November 16, 2005
China Confirms Three Cases of Bird Flu in Humans
By KEITH BRADSHER and ELISABETH ROSENTHAL
BEIJING, Nov. 16 - China's Ministry of Health today confirmed three human cases of bird flu, including two in central China's Hunan Province and one in east China's Anhui Province. The announcement, which provided no further details, was posted on the Web site of Xinhua, the official news agency, a day after China's Agriculture Ministry said that it would inject all of the nation's 5.2 billion chickens, geese and ducks with a vaccine against bird flu.
That campaign, disclosed by the official New China News Agency, would be the largest single vaccination effort ever for any species, according to the United Nations Food and Agriculture Organization in Rome. It promises to be logistically complicated, not least because it entails chasing and catching billions of free-range birds. The Agriculture Ministry did not provide a timetable.

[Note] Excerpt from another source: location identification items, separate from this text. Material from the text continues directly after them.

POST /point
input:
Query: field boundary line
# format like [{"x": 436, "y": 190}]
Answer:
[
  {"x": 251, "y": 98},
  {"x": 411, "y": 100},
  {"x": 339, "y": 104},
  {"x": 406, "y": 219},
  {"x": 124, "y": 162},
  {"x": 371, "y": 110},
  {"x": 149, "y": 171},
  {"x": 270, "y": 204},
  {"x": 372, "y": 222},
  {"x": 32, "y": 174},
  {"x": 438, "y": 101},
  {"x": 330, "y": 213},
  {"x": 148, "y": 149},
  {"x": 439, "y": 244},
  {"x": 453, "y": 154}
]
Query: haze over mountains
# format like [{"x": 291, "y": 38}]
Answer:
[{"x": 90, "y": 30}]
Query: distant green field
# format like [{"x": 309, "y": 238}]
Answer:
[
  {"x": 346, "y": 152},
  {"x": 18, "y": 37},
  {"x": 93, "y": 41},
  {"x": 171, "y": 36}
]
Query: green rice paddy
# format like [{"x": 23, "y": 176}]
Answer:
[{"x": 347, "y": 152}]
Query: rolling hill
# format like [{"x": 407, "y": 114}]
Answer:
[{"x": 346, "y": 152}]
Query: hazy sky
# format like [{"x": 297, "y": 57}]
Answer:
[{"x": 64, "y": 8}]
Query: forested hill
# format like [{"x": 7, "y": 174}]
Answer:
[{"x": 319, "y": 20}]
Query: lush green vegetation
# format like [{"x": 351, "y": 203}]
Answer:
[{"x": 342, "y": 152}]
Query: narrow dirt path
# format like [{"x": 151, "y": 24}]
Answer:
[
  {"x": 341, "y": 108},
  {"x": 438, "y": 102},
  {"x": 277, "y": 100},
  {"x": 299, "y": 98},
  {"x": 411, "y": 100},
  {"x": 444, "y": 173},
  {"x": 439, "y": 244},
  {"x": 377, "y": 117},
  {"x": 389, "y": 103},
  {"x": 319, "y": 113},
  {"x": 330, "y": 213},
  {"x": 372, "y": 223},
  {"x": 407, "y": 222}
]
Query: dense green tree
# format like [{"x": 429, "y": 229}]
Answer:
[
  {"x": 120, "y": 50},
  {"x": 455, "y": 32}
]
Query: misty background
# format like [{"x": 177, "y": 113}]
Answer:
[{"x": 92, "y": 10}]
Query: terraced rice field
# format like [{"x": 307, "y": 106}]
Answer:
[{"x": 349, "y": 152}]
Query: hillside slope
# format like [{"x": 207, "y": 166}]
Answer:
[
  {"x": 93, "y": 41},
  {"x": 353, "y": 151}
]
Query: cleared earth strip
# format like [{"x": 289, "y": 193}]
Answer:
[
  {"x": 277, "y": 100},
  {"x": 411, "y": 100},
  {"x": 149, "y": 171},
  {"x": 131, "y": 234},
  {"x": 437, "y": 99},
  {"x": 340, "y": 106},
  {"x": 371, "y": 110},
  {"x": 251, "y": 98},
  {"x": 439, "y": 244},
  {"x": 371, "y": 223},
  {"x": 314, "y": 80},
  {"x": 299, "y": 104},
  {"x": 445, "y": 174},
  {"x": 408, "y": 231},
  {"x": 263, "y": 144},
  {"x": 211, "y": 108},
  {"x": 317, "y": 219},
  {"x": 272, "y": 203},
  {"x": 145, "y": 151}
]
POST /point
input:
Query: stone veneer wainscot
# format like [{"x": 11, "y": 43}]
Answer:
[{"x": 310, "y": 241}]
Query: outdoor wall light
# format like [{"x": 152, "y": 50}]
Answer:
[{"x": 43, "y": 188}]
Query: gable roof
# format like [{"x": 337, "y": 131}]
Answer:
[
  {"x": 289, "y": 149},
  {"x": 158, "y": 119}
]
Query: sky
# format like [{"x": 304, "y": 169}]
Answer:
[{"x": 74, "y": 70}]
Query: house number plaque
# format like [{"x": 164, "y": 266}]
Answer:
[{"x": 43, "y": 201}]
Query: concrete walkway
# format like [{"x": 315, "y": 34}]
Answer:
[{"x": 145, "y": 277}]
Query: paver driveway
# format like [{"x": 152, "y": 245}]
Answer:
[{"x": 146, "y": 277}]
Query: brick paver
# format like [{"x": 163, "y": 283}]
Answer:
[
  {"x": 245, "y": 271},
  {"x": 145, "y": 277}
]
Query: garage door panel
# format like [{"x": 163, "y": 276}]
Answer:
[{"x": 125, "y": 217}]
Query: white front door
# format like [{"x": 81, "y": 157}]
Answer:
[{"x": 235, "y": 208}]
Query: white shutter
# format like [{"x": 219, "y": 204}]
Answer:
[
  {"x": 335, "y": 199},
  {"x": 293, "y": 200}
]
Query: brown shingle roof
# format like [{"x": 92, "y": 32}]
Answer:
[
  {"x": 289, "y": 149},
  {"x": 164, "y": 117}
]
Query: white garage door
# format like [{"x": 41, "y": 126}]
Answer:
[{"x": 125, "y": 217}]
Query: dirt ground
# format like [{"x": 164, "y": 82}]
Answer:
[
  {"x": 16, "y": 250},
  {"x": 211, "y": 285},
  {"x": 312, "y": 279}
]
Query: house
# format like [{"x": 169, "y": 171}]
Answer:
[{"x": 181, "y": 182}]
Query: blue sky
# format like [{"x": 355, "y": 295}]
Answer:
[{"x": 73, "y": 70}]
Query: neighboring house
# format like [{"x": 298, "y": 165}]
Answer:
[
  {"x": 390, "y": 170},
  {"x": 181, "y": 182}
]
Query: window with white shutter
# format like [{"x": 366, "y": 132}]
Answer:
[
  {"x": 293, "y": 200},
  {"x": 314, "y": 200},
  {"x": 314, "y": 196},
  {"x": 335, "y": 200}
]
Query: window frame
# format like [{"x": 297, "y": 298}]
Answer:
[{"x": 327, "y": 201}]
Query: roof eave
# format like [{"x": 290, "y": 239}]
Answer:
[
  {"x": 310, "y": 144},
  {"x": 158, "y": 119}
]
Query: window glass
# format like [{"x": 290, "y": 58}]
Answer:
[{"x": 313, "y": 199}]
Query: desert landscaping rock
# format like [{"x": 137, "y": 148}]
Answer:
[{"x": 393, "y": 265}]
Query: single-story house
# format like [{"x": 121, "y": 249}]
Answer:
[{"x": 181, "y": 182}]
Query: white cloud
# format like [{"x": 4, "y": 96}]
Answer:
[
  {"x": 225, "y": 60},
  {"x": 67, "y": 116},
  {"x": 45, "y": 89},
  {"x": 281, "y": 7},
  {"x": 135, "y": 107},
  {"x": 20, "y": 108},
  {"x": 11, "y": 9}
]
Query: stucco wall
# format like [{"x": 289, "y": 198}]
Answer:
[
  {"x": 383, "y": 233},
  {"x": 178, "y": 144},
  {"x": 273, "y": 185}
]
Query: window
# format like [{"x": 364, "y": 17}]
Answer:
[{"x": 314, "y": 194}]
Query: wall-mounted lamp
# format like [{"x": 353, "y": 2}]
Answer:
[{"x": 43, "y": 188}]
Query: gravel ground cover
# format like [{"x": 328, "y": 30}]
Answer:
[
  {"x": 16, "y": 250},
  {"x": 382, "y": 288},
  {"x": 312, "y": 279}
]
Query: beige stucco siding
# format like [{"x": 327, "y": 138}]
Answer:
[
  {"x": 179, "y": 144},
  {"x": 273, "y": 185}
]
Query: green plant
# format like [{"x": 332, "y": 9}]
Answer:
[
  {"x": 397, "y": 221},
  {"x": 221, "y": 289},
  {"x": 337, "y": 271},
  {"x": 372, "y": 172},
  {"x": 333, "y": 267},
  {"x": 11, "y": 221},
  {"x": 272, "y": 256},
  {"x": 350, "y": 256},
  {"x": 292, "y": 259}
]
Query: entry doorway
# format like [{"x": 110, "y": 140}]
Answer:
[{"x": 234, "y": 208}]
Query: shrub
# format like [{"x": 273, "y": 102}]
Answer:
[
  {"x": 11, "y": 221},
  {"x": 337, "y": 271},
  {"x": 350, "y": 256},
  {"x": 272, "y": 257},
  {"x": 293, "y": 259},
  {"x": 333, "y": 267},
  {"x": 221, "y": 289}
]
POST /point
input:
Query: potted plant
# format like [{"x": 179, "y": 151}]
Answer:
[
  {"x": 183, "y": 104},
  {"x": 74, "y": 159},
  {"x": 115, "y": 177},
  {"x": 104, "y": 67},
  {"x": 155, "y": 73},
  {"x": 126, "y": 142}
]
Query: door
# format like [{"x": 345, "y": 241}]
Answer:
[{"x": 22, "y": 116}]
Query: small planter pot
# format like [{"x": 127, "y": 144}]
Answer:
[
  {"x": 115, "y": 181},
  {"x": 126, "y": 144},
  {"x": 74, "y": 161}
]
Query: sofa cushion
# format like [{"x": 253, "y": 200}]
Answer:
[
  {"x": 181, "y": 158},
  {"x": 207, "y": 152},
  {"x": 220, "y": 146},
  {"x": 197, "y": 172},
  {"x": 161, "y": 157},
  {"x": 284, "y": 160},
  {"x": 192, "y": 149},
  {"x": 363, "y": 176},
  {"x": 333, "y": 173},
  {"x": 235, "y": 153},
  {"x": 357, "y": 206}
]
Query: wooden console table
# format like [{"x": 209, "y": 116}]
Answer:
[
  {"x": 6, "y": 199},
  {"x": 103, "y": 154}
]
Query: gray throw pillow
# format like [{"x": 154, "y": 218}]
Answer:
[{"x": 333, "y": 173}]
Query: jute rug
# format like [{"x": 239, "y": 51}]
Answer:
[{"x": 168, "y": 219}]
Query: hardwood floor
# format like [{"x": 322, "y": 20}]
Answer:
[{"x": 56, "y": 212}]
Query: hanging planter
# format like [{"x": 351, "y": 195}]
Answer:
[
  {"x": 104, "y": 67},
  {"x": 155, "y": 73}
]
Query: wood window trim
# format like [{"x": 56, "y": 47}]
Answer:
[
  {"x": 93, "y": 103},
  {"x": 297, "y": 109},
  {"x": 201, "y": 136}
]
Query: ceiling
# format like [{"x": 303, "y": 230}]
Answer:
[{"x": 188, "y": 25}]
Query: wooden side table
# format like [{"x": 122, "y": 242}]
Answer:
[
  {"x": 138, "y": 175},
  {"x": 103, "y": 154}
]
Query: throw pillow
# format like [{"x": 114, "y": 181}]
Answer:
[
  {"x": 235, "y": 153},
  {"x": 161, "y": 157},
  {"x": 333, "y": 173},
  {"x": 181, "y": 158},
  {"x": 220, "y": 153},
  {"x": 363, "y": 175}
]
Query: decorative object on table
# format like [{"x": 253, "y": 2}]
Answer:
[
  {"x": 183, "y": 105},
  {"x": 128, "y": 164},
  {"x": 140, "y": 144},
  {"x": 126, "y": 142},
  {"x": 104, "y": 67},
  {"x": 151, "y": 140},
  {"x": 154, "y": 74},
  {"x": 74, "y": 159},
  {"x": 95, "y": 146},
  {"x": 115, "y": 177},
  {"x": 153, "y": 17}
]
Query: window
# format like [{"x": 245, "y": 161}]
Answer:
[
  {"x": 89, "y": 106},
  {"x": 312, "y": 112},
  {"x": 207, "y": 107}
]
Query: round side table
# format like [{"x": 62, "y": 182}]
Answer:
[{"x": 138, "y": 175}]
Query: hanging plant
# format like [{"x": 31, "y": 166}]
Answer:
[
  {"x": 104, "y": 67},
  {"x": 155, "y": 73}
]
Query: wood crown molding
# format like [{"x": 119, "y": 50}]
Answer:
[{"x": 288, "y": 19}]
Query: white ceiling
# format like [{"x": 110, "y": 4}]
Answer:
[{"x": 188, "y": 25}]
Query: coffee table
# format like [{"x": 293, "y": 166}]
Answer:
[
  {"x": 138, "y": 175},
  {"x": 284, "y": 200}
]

Dr. Qi Xiaoqiu, the director general of the department for disease prevention and control at China's Health Ministry, said at a news conference on Tuesday that it was "highly probable" that a boy and a girl who suffered high fevers last month - the girl died - had been the country's first human cases of bird flu. Prime Minister Wen Jiabao warned last week that China faces a "very serious situation" as it seeks to control the virus.
At any one time, China has about 4 billion chickens and 1.2 billion ducks and geese, but even those numbers understate the size of the vaccination task. The country consumes about 14 billion domestically grown chickens, ducks and geese every year.
Dr. Qi said that three-fifths of the poultry in China was kept by families, who let the birds and other domesticated animals wander around the neighborhood and the yard and often through the house. Constant close contact between animals and people is worrisome because birds and pigs can carry the H5N1 bird flu virus and may transmit it to people.